I, like you, have bought some 20 yrs ago overland diesels and have never put them on a layout or even a test track. I was more interested at the time, as I was into HO, to have mantle pieces to just look at. Just the bulk of O was so enjoyable and buying a piece a year was managable at the time.
We moved and the new house wasn't big either but had land so I got an old office trailer, 11x 40 and started a HO layout in it. I had so much trouble with the rails expanding and contracting I gave up as I wasn't living in it to wish to keep the temp. even at say 75'. That was about the time I decided to try O scale as the rail wasn't as tempermental as HO and I could leave a little space between the rail joints for the expansion. The O scale wheels would be able to ride over the gaps easier than the HO.

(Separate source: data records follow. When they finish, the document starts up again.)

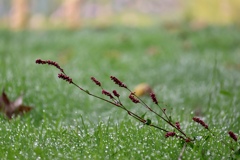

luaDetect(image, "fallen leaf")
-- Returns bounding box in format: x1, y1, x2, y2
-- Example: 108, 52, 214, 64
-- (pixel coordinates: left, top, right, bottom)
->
133, 83, 152, 96
0, 91, 32, 119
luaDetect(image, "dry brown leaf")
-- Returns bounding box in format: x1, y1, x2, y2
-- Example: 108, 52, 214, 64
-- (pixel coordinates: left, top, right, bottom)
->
0, 91, 32, 119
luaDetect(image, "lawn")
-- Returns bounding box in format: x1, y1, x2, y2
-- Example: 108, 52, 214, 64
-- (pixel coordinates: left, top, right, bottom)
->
0, 26, 240, 160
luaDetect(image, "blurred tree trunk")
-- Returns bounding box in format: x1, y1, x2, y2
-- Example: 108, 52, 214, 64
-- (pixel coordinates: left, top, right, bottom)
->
9, 0, 29, 30
184, 0, 240, 25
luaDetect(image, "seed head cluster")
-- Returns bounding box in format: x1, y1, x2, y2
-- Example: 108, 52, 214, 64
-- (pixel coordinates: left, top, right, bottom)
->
102, 89, 113, 99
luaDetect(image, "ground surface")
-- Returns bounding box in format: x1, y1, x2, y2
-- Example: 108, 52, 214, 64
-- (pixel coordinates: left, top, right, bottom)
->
0, 27, 240, 159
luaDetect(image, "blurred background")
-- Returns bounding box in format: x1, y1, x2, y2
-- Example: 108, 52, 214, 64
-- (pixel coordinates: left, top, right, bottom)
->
0, 0, 240, 30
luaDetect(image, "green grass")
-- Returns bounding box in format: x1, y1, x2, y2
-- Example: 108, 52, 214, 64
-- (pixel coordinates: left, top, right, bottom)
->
0, 27, 240, 159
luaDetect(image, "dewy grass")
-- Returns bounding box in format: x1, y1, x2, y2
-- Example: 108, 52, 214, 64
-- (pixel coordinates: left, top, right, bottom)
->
36, 59, 238, 159
0, 27, 240, 160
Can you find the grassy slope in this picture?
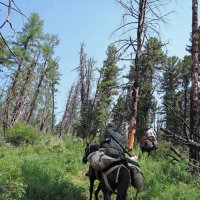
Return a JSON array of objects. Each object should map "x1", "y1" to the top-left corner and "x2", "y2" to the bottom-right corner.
[{"x1": 0, "y1": 137, "x2": 200, "y2": 200}]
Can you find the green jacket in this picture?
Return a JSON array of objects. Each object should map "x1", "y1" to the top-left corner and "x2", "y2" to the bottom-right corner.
[{"x1": 100, "y1": 128, "x2": 124, "y2": 156}]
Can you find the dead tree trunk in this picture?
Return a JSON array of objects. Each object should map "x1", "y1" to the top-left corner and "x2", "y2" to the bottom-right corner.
[
  {"x1": 189, "y1": 0, "x2": 200, "y2": 164},
  {"x1": 11, "y1": 54, "x2": 39, "y2": 124}
]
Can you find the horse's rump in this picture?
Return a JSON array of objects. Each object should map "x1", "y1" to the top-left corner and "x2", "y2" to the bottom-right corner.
[{"x1": 87, "y1": 150, "x2": 120, "y2": 171}]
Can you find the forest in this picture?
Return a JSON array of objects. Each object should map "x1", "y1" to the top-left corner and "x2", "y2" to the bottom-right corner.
[{"x1": 0, "y1": 0, "x2": 200, "y2": 200}]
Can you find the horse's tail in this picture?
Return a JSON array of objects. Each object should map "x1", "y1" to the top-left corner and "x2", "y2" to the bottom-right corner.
[{"x1": 134, "y1": 189, "x2": 140, "y2": 200}]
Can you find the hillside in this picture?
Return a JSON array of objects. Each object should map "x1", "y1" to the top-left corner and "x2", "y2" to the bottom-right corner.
[{"x1": 0, "y1": 129, "x2": 200, "y2": 200}]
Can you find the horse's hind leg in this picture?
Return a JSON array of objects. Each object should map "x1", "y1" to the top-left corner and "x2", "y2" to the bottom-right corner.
[
  {"x1": 90, "y1": 178, "x2": 94, "y2": 200},
  {"x1": 103, "y1": 192, "x2": 111, "y2": 200},
  {"x1": 94, "y1": 182, "x2": 101, "y2": 200}
]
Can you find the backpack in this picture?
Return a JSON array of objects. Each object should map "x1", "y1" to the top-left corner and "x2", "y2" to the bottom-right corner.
[{"x1": 87, "y1": 150, "x2": 121, "y2": 171}]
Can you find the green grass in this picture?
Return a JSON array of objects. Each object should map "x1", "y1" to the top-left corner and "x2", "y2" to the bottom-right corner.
[{"x1": 0, "y1": 132, "x2": 200, "y2": 200}]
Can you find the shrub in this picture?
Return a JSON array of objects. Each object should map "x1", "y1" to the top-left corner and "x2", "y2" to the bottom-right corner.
[
  {"x1": 0, "y1": 162, "x2": 26, "y2": 200},
  {"x1": 22, "y1": 160, "x2": 85, "y2": 200},
  {"x1": 5, "y1": 124, "x2": 38, "y2": 146}
]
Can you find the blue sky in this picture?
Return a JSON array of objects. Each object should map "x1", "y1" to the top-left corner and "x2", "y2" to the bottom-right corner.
[{"x1": 0, "y1": 0, "x2": 198, "y2": 119}]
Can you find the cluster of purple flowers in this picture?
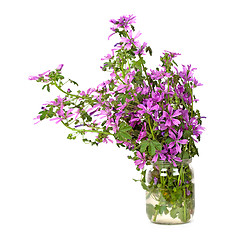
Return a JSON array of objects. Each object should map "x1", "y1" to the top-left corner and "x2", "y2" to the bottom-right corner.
[{"x1": 29, "y1": 15, "x2": 204, "y2": 169}]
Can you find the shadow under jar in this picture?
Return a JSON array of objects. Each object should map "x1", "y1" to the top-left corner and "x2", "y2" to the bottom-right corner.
[{"x1": 146, "y1": 159, "x2": 195, "y2": 224}]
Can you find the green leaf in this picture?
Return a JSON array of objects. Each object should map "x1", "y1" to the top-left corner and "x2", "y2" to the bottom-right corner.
[
  {"x1": 183, "y1": 130, "x2": 192, "y2": 139},
  {"x1": 148, "y1": 142, "x2": 156, "y2": 156},
  {"x1": 152, "y1": 140, "x2": 162, "y2": 151},
  {"x1": 120, "y1": 132, "x2": 132, "y2": 139},
  {"x1": 170, "y1": 208, "x2": 179, "y2": 218},
  {"x1": 40, "y1": 111, "x2": 47, "y2": 121},
  {"x1": 119, "y1": 123, "x2": 132, "y2": 132},
  {"x1": 140, "y1": 141, "x2": 149, "y2": 153}
]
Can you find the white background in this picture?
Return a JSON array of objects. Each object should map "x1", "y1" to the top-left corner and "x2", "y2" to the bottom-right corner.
[{"x1": 0, "y1": 0, "x2": 240, "y2": 240}]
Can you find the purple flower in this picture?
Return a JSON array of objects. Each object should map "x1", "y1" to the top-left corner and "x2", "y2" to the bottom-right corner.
[
  {"x1": 134, "y1": 42, "x2": 147, "y2": 55},
  {"x1": 137, "y1": 122, "x2": 147, "y2": 142},
  {"x1": 162, "y1": 105, "x2": 181, "y2": 127},
  {"x1": 56, "y1": 64, "x2": 63, "y2": 71},
  {"x1": 138, "y1": 98, "x2": 159, "y2": 115},
  {"x1": 167, "y1": 149, "x2": 182, "y2": 167},
  {"x1": 152, "y1": 150, "x2": 167, "y2": 163},
  {"x1": 134, "y1": 151, "x2": 146, "y2": 169},
  {"x1": 168, "y1": 129, "x2": 188, "y2": 153}
]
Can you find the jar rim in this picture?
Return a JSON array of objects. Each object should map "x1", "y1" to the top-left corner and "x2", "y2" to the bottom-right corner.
[{"x1": 156, "y1": 158, "x2": 192, "y2": 165}]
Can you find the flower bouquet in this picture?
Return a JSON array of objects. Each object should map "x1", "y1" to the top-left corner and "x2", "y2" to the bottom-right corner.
[{"x1": 29, "y1": 15, "x2": 204, "y2": 224}]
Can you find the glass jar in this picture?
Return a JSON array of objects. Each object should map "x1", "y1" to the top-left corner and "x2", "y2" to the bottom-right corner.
[{"x1": 146, "y1": 160, "x2": 195, "y2": 224}]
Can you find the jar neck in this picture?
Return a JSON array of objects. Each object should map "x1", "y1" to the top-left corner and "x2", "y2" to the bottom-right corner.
[{"x1": 156, "y1": 158, "x2": 192, "y2": 167}]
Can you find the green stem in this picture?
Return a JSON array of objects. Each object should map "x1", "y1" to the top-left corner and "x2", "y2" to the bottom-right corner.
[
  {"x1": 191, "y1": 89, "x2": 193, "y2": 117},
  {"x1": 148, "y1": 116, "x2": 155, "y2": 140},
  {"x1": 61, "y1": 121, "x2": 113, "y2": 135}
]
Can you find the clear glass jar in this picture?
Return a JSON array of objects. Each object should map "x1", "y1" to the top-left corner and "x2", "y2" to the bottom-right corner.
[{"x1": 146, "y1": 160, "x2": 195, "y2": 224}]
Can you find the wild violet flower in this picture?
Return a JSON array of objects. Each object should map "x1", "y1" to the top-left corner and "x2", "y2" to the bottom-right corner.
[
  {"x1": 162, "y1": 105, "x2": 181, "y2": 127},
  {"x1": 135, "y1": 151, "x2": 146, "y2": 169},
  {"x1": 168, "y1": 129, "x2": 188, "y2": 153},
  {"x1": 29, "y1": 15, "x2": 204, "y2": 195}
]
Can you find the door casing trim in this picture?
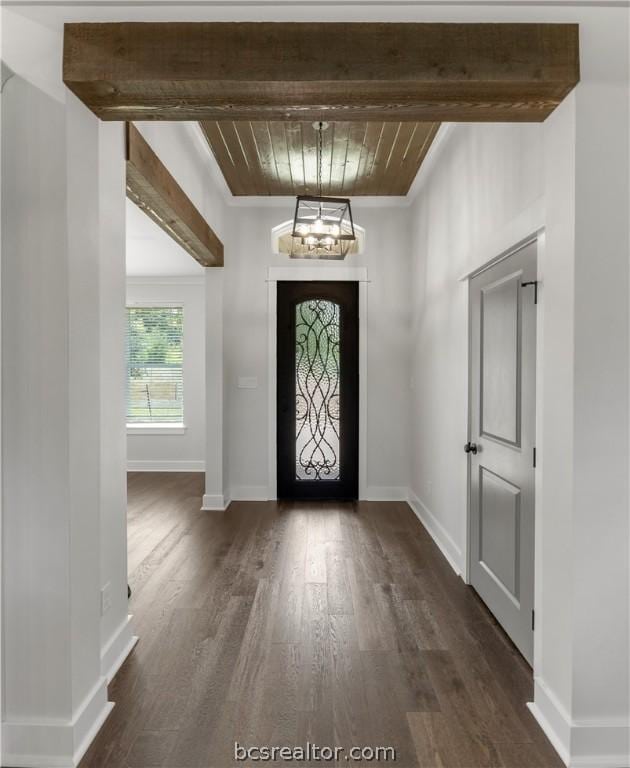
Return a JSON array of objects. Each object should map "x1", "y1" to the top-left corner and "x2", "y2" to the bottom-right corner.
[
  {"x1": 461, "y1": 225, "x2": 545, "y2": 674},
  {"x1": 267, "y1": 265, "x2": 368, "y2": 499}
]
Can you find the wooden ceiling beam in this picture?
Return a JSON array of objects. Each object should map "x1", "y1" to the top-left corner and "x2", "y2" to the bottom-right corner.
[
  {"x1": 63, "y1": 22, "x2": 579, "y2": 122},
  {"x1": 126, "y1": 123, "x2": 223, "y2": 267}
]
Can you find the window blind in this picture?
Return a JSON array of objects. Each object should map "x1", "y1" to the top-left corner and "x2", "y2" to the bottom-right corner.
[{"x1": 127, "y1": 307, "x2": 184, "y2": 424}]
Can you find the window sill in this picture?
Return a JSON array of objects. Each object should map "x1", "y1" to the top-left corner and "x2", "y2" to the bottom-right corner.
[{"x1": 127, "y1": 424, "x2": 186, "y2": 435}]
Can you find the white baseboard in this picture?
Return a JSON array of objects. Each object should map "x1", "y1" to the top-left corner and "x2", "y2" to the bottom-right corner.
[
  {"x1": 201, "y1": 493, "x2": 231, "y2": 512},
  {"x1": 101, "y1": 616, "x2": 138, "y2": 683},
  {"x1": 527, "y1": 677, "x2": 630, "y2": 768},
  {"x1": 230, "y1": 485, "x2": 269, "y2": 501},
  {"x1": 2, "y1": 677, "x2": 114, "y2": 768},
  {"x1": 407, "y1": 489, "x2": 463, "y2": 576},
  {"x1": 365, "y1": 485, "x2": 407, "y2": 501},
  {"x1": 127, "y1": 459, "x2": 206, "y2": 472}
]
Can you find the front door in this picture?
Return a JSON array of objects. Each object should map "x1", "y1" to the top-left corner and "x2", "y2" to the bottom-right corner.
[
  {"x1": 277, "y1": 281, "x2": 359, "y2": 499},
  {"x1": 466, "y1": 243, "x2": 537, "y2": 663}
]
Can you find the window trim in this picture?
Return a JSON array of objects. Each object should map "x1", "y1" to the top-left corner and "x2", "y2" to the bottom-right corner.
[
  {"x1": 125, "y1": 299, "x2": 188, "y2": 436},
  {"x1": 127, "y1": 421, "x2": 187, "y2": 435}
]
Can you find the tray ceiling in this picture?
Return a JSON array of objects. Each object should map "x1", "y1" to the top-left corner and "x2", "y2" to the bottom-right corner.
[{"x1": 200, "y1": 120, "x2": 439, "y2": 196}]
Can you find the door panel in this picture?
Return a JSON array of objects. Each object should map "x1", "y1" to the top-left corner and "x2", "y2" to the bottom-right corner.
[
  {"x1": 479, "y1": 467, "x2": 521, "y2": 602},
  {"x1": 480, "y1": 272, "x2": 521, "y2": 445},
  {"x1": 277, "y1": 282, "x2": 359, "y2": 499},
  {"x1": 469, "y1": 244, "x2": 536, "y2": 663}
]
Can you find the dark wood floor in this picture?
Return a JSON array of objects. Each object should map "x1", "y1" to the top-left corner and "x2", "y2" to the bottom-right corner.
[{"x1": 81, "y1": 473, "x2": 562, "y2": 768}]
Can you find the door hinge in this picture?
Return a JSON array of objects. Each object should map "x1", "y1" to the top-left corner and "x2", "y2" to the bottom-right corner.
[{"x1": 521, "y1": 280, "x2": 538, "y2": 304}]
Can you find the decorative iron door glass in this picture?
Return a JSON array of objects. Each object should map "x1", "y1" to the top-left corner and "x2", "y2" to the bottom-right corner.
[{"x1": 277, "y1": 282, "x2": 358, "y2": 499}]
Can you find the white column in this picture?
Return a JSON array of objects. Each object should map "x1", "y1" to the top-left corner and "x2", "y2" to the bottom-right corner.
[
  {"x1": 98, "y1": 122, "x2": 137, "y2": 680},
  {"x1": 203, "y1": 267, "x2": 229, "y2": 510}
]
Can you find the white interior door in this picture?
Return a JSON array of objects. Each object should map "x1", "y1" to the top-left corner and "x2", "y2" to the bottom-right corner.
[{"x1": 466, "y1": 243, "x2": 537, "y2": 663}]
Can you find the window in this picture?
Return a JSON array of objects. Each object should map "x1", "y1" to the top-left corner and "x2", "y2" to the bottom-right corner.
[{"x1": 127, "y1": 306, "x2": 184, "y2": 425}]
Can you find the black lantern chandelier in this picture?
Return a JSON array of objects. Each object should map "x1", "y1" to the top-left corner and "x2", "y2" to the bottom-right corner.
[{"x1": 291, "y1": 122, "x2": 356, "y2": 259}]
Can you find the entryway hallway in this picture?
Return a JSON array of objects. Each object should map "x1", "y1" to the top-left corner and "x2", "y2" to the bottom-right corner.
[{"x1": 81, "y1": 473, "x2": 562, "y2": 768}]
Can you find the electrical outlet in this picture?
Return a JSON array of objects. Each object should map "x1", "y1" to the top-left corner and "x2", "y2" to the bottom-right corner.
[{"x1": 101, "y1": 581, "x2": 112, "y2": 616}]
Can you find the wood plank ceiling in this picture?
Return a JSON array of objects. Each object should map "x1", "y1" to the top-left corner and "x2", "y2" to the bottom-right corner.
[{"x1": 200, "y1": 120, "x2": 439, "y2": 196}]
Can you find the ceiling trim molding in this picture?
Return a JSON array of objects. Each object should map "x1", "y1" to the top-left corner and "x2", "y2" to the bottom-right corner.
[{"x1": 126, "y1": 275, "x2": 206, "y2": 285}]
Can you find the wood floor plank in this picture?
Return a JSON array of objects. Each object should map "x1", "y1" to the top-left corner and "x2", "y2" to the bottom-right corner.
[{"x1": 80, "y1": 473, "x2": 562, "y2": 768}]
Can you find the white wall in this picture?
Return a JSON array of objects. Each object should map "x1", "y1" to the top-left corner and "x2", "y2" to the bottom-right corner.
[
  {"x1": 411, "y1": 8, "x2": 630, "y2": 768},
  {"x1": 127, "y1": 278, "x2": 206, "y2": 472},
  {"x1": 2, "y1": 15, "x2": 121, "y2": 766},
  {"x1": 410, "y1": 123, "x2": 544, "y2": 571},
  {"x1": 224, "y1": 201, "x2": 409, "y2": 498}
]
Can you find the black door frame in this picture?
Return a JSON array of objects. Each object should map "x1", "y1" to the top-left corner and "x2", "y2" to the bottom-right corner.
[{"x1": 275, "y1": 280, "x2": 359, "y2": 499}]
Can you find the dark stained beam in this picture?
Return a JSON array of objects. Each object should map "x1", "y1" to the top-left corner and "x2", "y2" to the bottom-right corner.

So, I ripped up the HO track and in its place putting O scale track using the same framing. The hardest part in all this is to get a grasp on the dimensions of scale, just how much one can use the space and with O, it ain't much. 40 ft. with a turn around at each end leaves less than 30ft. or about a train of 20 cars on one side of the room. One can get dizzy going around an around following his trains as I liked mainline running.
BUt back to the Overland, I'd be a buyer of 1 or 2 more in the future at the right price especially some newer 3rd gen GE units.
But since you mentioned the overland question I need to unpack them from their green boxes and take a look at my 2 U50s and one SD 40-2. A nice something to do this weekend.